Pulmonary and systemic organ injury produced by oxidative stress including lipid peroxidation is a fundamental tenet of ischemia-reperfusion injury, inflammatory response to cardiac surgery, and cardiopulmonary bypass (CPB) but is not routinely measured in a surgically relevant time frame. To initiate a paradigm shift toward noninvasive and real-time monitoring of endogenous lipid peroxidation, we have explored pulmonary excretion and dynamism of exhaled breath ethylene during cardiac surgery to test the hypothesis that surgical technique and ischemia-reperfusion triggers lipid peroxidation.

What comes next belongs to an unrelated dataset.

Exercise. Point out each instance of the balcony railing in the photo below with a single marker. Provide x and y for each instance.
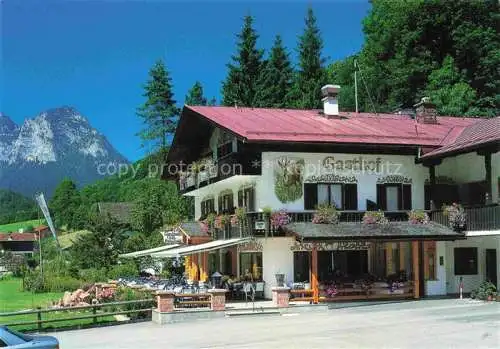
(477, 218)
(258, 224)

We have employed laser photoacoustic spectroscopy to measure real-time trace concentrations of ethylene from the patient breath and from the CPB machine. Patients undergoing aortic or mitral valve surgery-requiring CPB (n = 15) or off-pump coronary artery bypass surgery (OPCAB) (n = 7) were studied. Skin and tissue incision by diathermy caused striking (> 30-fold) increases in exhaled ethylene resulting in elevated levels until CPB. Gaseous ethylene in the CPB circuit was raised upon the establishment of CPB (> 10-fold) and decreased over time. Reperfusion of myocardium and lungs did not appear to enhance ethylene levels significantly. During OPCAB surgery, we have observed increased ethylene in 16 of 30 documented reperfusion events associated with coronary and aortic anastomoses. Therefore, novel real-time monitoring of endogenous lipid peroxidation in the intraoperative setting provides unparalleled detail of endogenous and surgery-triggered production of ethylene. Diathermy and unprotected regional myocardial ischemia and reperfusion are the most significant contributors to increased ethylene.

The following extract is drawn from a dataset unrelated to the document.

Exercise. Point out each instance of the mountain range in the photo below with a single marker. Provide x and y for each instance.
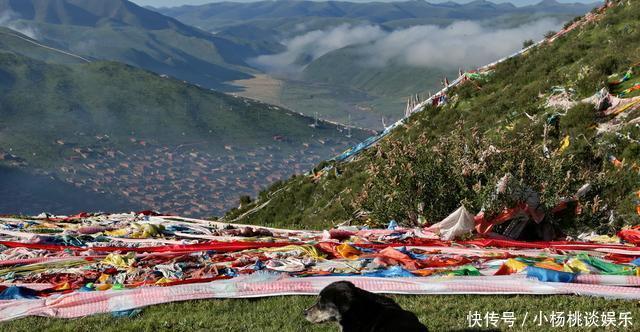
(339, 85)
(142, 139)
(527, 133)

Keywords: cardiopulmonary bypass; ischemia-reperfusion injury; off-pump coronary artery bypass grafting; oxidative stress.

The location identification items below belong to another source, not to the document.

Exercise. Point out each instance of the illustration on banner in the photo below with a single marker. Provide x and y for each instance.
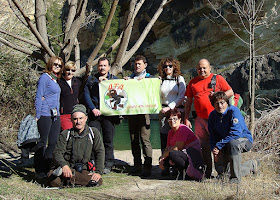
(115, 97)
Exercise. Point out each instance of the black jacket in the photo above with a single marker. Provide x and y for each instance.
(69, 96)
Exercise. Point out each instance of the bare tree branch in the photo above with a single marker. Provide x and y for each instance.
(33, 29)
(21, 49)
(229, 25)
(71, 15)
(73, 32)
(104, 33)
(36, 44)
(16, 14)
(144, 33)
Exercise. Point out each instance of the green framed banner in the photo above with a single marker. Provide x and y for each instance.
(130, 97)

Copyright © 2014 the American Physiological Society.

Figures

Fig. 1.

Intraoperative real-time monitoring of ethylene measured in patients undergoing cardiac surgery with cardiopulmonary bypass (CPB). Sampling line was positioned in the expiratory limb of the ventilator circuit prior to and at the end of CPB and following CPB and to the exhaust of the oxygenator of CPB machine during CPB. Box plots represent 3–5 min ethylene averages. *P < 0.05 compared with patient baseline for ventilated groups. #P < 0.05 among CPB groups.

Fig. 2.

Impact of sternotomy (A) and cardiopulmonary bypass (B) on gaseous ethylene. A: typical example of real-time monitoring of ethylene following initial diathermy (DT) for skin incision and sternotomy (ST). P, patient baseline; V, ventilation hold. B: example of real-time monitoring of ethylene at onset of CPB showing influence of changing fresh gas flow, temperature (T), rewarming, and aortic cross-clamp release (XC).

Fig. 3.

Example of real-time monitoring of ethylene during off-pump coronary artery bypass surgery (OPCAB) grafting showing the reperfusion events associated with completing of distal and proximal aortic anastomoses. LAD, left anterior descending, PDA, posterior descending; CFX, circumflex coronary artery; ASC, aortic side clamp; OM, obtuse marginal.

Fig. 4.

Summary data of real-time monitoring of ethylene during OPCAB grafting showing the major clinical and reperfusion events associated with completing of distal anastomoses and proximal aortic anastomoses. Box plots represent 3–5 min ethylene averages. *P < 0.05 compared with patient baseline.